Clearly, something had to be done.

Then came the NUS Grid (also known as Tera-scale Campus Grid or TCG@NUS), overseen by the Computer Center team at NUS. By using technology similar to that of well-known community grids such as SETI@HOME, FOLDING@HOME and World Community Grid, the team found that they could dramatically cut down computation time.

“With the NUS PC grid, we can finish one execution of our programs in several hours,” Ding said. “By running multiple instances on the grid, as required in this project, we were able to complete over a hundred days’ work in just several days.”

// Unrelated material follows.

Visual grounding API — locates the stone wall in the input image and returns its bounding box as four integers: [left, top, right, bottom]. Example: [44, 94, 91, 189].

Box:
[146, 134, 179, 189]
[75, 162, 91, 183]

Researchers in other areas followed suit, and during the first two years of NUS Grid, investigators running large-scale bioinformatics applications such as BLAST, AUTODOCK, Modeller and HMMER have reduced their computation time from days and weeks to hours. The NUS grid is now being used on everything from financial engineering to data-mining

Schematic view of the NUS Grid.

Image courtesy of NUS.

Divide-and-conquer

NUS Grid works by harnessing idle compute cycles from about ten independent departments across campus, including 1400 PC nodes and 222 multi-core server nodes (with around 1200 cores), which together provide more than 2600 processor cores.

Unused compute cycles are “harvested” and channeled to perform useful tasks. Applications that run on them use the same divide-and-conquer methodology as that of volunteer computing on home PCs; they chop a large computational task into many small tasks that can be performed in parallel on grid nodes.

Although smaller than community grids, NUS Grid’s faster campus network, with at least ten times more bandwidth than home PC connections, allows faster dispatch of data-intensive applications. NUS Grid has inter-connected large memory server nodes with up to 16GB of memory each, thus enabling execution of larger memory applications and broadening the range of applications supported.

Team member Tan Chee Chiang says that “We anticipate growth in the multi-core server technology in the coming years, and plan to add more of such computing capability on the NUS Grid. We believe it will offer a greater competitive edge to our research community in enabling new discoveries.”